Thursday, 20 October 2016

The Confessional. Part 3.


Theory and practice of the confessional by Caspar Erich Schieler, Richard Frederick Clarke

Part I


1. The Virtue of Penance.

At all times penance has been the necessary means (necessitate medii ad salutem) of obtaining pardon for those who had committed mortal sin. "If we do not do penance, we shall fall into the hands of the Lord," is the warning of the Old Testament (Ecclus. ii. 22). And when God sent His prophets, it was to arouse men to repentance by the announcement of His wrath, and threatening punishments. The forerunner of Our Lord solemnly exhorts the assembled crowds, "Do penance; the kingdom of heaven is at hand." Our Lord Himself insists on the same point with awful determination, "Unless you do penance you shall all likewise perish" (Luke xiii. 3). He proclaims as the task of His own public ministry and the great mission of His Church, "to call sinners to repentance" (Luke v. 32). Accordingly, the burden of the Apostles' preaching was, "Do penance" (Acts ii. 38), for "God hath also to the gentiles given repentance unto life" (Acts xi. 18).

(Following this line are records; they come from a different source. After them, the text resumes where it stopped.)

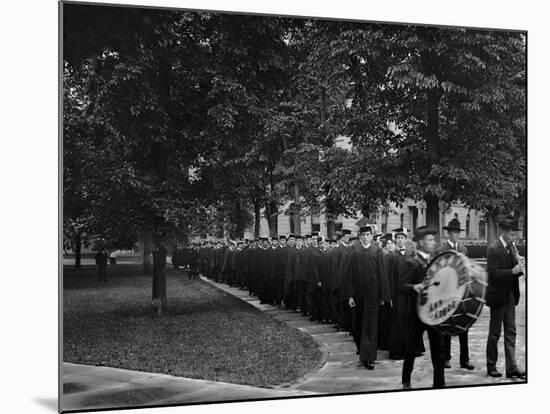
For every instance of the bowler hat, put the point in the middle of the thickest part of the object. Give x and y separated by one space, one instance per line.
388 236
423 231
454 225
509 223
401 231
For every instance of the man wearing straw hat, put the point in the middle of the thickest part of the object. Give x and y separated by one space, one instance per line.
453 243
504 270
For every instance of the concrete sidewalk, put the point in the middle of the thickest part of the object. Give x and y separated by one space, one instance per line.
91 387
343 373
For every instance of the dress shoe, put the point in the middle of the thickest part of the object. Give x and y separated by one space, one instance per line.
467 366
516 374
494 373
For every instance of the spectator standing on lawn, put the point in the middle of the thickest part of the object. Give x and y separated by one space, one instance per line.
101 262
504 271
453 243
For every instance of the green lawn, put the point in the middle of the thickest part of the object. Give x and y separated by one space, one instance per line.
205 333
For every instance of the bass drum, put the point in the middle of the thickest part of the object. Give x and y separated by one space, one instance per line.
454 293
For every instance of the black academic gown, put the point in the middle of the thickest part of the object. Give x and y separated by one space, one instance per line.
398 320
384 311
279 265
367 284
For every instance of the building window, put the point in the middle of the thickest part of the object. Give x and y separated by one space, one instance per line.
482 229
315 223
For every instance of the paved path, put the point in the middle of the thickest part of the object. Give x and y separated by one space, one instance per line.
87 387
343 373
91 387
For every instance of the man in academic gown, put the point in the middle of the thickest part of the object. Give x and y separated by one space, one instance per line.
398 334
264 268
348 313
504 271
411 284
228 266
280 258
302 275
295 247
453 243
324 266
366 287
384 312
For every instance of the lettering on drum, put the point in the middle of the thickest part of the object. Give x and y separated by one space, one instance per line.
446 280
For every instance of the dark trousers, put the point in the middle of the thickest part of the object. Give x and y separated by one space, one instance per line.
502 315
302 295
437 352
290 295
336 309
357 323
102 272
464 352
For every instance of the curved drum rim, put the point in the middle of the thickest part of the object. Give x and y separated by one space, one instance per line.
470 305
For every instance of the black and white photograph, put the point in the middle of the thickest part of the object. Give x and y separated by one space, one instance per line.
260 206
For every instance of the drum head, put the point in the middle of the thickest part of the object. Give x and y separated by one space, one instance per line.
446 278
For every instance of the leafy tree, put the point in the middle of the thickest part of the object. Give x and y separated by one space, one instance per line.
429 106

Thus penance is indispensable to the sinner by divine ordinance, as the Council of Trent expressly teaches (Sess. xiv. c. 1). It is not less clearly dictated by natural law. "For reason prompts man to do penance for the sins which he has committed; but divine command determines the manner according to which it is to be performed." (S. Th. S. Theol. III. Q. 84, art. 7 ad 7.)

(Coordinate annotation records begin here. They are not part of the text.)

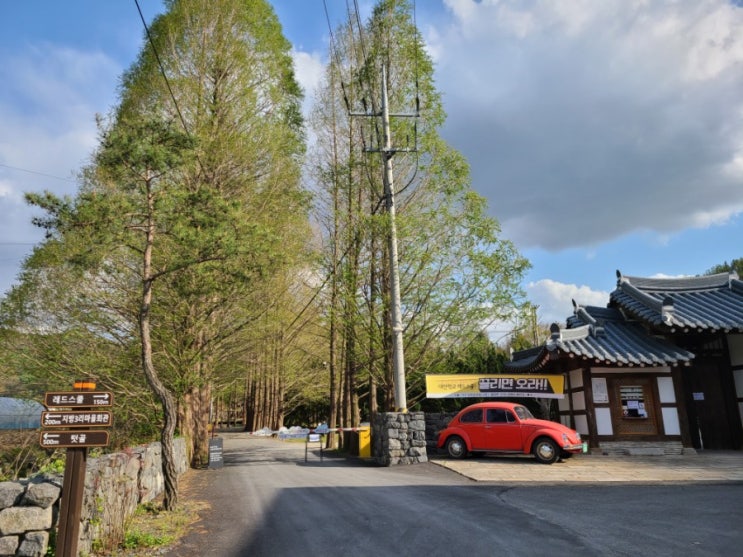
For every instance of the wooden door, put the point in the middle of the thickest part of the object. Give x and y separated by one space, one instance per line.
633 406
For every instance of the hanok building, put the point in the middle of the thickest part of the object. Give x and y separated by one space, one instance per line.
659 369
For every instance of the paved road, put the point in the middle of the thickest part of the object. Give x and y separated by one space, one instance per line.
267 501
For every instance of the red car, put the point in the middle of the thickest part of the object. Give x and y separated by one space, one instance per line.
506 427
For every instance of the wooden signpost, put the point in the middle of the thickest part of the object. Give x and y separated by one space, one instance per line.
70 429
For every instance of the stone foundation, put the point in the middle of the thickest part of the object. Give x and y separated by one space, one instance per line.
399 438
115 485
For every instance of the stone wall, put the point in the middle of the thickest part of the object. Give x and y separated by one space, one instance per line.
399 438
114 485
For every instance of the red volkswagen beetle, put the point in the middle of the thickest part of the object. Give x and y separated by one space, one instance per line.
506 427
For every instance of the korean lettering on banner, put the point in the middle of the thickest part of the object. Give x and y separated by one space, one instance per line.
515 385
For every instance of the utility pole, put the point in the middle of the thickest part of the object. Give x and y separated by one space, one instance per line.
398 354
387 151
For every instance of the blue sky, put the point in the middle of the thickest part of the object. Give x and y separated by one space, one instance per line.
605 135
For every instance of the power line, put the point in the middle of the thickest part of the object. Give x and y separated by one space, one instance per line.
162 69
36 172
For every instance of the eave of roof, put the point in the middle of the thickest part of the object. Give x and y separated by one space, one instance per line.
711 303
601 336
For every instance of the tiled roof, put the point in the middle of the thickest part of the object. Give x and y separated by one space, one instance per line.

Taken in its widest sense, penance may be defined as a regret for some past action. Such a regret is not necessarily virtuous, for a morally indifferent or even a good action may be to us a source of displeasure and grief. But even in its restricted meaning, denoting grief, on account of some bad action, penance does not yet include the idea of virtue. Grief is caused by the perception of anything we look upon as an evil. Now sin may be regarded as an evil in more than one way. Then only does our penance rise to the height of a virtue, if we feel sorry for our sins, not by reason of some temporal disadvantage we have incurred, but for God's sake, whose holy law we have transgressed and whose majesty we have outraged. In other words, the virtue of penance requires that we detest sin as an evil of a higher, supernatural order.

Penance is not a virtue of its own and specifically distinct from other virtues. St. Thomas considers it as belonging to the virtue of justice, because by it we perform an act of justice toward God, since we restore to Him the honor of which sin has deprived Him, and make reparation for our wrongdoings. (S. Th. S. Theol. III. Q. 85, art. 3 ad 3.) Apparently, it springs from the virtue of religion, as an effect thereof; for to detest one's sin as an injustice done to God implies an acknowledgment of His sovereign goodness and majesty. This submission to God is an act of the virtue of religion. (Cf. Müller, Theol. Mor. Lib. III. Tit. II. § 106.) Furthermore, Lehmkuhl (Theol. Mor. Tom. II. § 1, De Poenit. n. 251; cf. Palmieri, Pœnit. (Rome, 1879), p. 18 et seq.) is right in attaching the act of penance to virtues of different species. For sin, being in many ways an evil and opposed to holiness and duty, may be deplored from different reasons; and so our penance belongs to that virtue which supplies the motive of sorrow. Thus, a sinner may loathe his impurity from a love of purity, his intemperance from a love of temperance, his pride from a love of humility; he may also abhor sins because they are repugnant to more general virtues, such as the love of God and gratitude toward God. (While theologians are united in admitting a virtus generalis pænitenliæ having its own material and formal object, they fail to agree on the definition of the formal object. Cf. Suarez, Lugo, and more especially Palmieri, I. e.)